1/60s at f22, ASA 25, Kodachrome 25, Nikonos II w 35mm lens and 1:1 extension tube, Oceanic 2000 flash and aluminum flash reflector


\"Clione limacina,\" Wikipedia, the free encyclopedia. Distribution of Clione limacina include mostly in cold waters, as the Arctic Ocean to North Carolina, Alaska, Canada, Northern Europe in Northern Atlantic and North Pacific.They aggregate sometimes in considerable numbers before the coasts of Northern Europe. They feed in a predator-prey relationship only on the sea butterflies of the genus Limacina: on Limacina helicina and on Limacina retroversa.

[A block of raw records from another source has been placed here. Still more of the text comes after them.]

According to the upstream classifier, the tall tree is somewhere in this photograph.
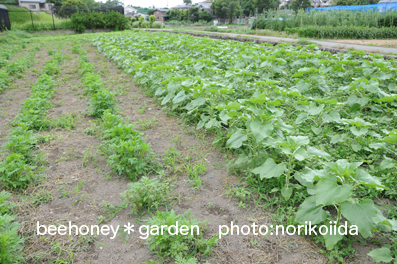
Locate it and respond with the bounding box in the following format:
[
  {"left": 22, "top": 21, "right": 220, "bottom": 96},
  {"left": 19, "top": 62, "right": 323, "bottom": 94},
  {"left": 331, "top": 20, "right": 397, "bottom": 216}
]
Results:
[
  {"left": 211, "top": 0, "right": 242, "bottom": 23},
  {"left": 183, "top": 0, "right": 192, "bottom": 4},
  {"left": 253, "top": 0, "right": 277, "bottom": 13},
  {"left": 241, "top": 0, "right": 255, "bottom": 16},
  {"left": 290, "top": 0, "right": 311, "bottom": 11}
]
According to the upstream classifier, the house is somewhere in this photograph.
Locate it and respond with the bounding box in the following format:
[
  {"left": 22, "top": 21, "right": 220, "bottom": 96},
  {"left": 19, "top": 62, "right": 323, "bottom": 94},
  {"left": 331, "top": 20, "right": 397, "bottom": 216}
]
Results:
[
  {"left": 153, "top": 8, "right": 168, "bottom": 22},
  {"left": 125, "top": 6, "right": 137, "bottom": 17},
  {"left": 19, "top": 0, "right": 53, "bottom": 13},
  {"left": 170, "top": 4, "right": 192, "bottom": 10},
  {"left": 197, "top": 1, "right": 213, "bottom": 15}
]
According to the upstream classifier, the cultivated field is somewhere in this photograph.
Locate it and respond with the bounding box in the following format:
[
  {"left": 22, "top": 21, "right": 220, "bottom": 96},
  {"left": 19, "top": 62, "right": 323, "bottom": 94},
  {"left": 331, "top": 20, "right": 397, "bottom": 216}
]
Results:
[{"left": 1, "top": 30, "right": 397, "bottom": 263}]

The feeding process of Clione limacina is somewhat extraordinary. The buccal apparatus consists of three pairs of buccal cones. These tentacles grab the shell of Limacina helicina. When the prey is in the right position, with its shell opening facing the radula of Clione limacina, it then grasps the prey with its chitinous hooks, everted from hook sacs. Then it extracts the body completely out of its shell and swallows it whole.It can survive one year without food. Under such exceptional starvation in the laboratory the length of slugs have changed on average from 22.4 to 12 mm. Clione limacina is a prey of planktonic feeders, such as the baleen whales, which historically led to sailors naming it \"whale-food\".